Liczba wyświetleń w zeszłym tygodniu

piątek, 19 maja 2017

Podróżnictwo

Zgromadzenie sędziów Sądu Najwyższego wzywa prezydenta i premier Szydło do dyskusji o zmianach w sądownictwie. Te bowiem, które są obecnie proponowane godzą w niezawisłość sędziowską i trójpodział władzy w Polsce. Podważają więc podstawy demokracji. Władza zaś swych pomysłów nie konsultowała z nikim, poza własnymi funkcjonariuszami.
Rzecz jest skomplikowana, bo prezydent się wprawdzie próbował opowiadać przeciwko nowym regulacjom rynku farmaceutycznego, ale ostatecznie podpisał stosowną ustawę, również konsultowaną wyłącznie z politykami partii rządzącej.

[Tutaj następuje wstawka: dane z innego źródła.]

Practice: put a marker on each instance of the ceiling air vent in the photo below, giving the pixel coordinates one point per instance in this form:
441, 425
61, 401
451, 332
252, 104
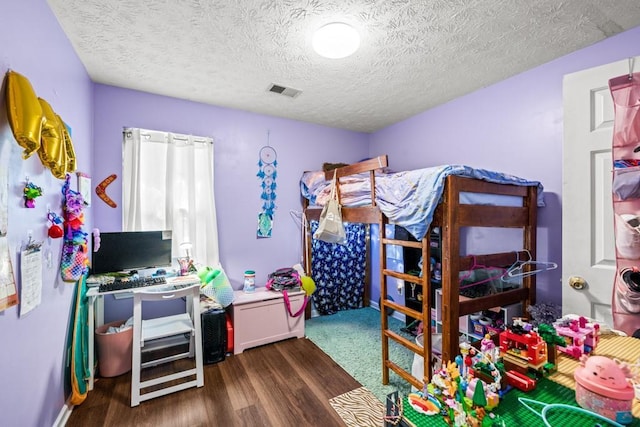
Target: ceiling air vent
286, 91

W wyniku tego nie tylko mogą wzrosnąć ceny leków, ale i upadnie polska sieć  aptek o nazwie “Dbam o zdrowie”. Wszystko zaś wbrew zapewnieniom o wspieraniu przez rząd zarówno konsumentów, jak i rodzimego kapitału.
Nic dziwnego, że aż 64% respondentów sondażu IBRiS, przeprowadzonego dla “Rzeczpospolitej” uważa prezydenta za niesamodzielnego w swoich decyzjach. Można by się tym nie przejmować, gdyby nie pani Beata Kempa. Na konferencji resortu środowiska w Toruniu powitała zgromadzonych “wedle godności, urzędu” zaczynając od biskupów i ojca Rydzyka, a prezydenta wymieniając po ministrze środowiska i ministrach, chociaż jednak przed parlamentarzystami. W tej sytuacji nawoływanie prezydenta do dyskusji może być mało skuteczne.
Jeżdżąc po Polsce zrodził się program PiS. Tak wczoraj dosłownie powiedziała pani premier. Może by więc temu programowi należało zalecić podróż chociażby po uczelniach, aby się odrodził w formie bardziej zbliżonej do litery prawa?

2 komentarze:

  1. Konstruowanie zdań z użyciem imiesłowów sprawia trudności nie tylko premier Szydło. Takie kwiatki można znaleźć w polskiej literaturze współczesnej i w przekładach a już w internecie to się od tego typu błędów roi. "Na chwilę obecną" jest te "ewidentne" - podobnie jak "zapazurkowane" zwroty.

    OdpowiedzUsuń
  2. Ba. Wszystko się upowszechnia, także możliwość publicznych wystąpień. Mnożą się zatem również błędy przekazu.
    Pół biedy, kiedy rzecz dotyczy sfery języka. Gorzej, że temu towarzyszą merytoryczne "pomyłki".
    Trudno się też oprzeć wrażeniu, że pierwsze niedoskonałości zapowiadają drugie.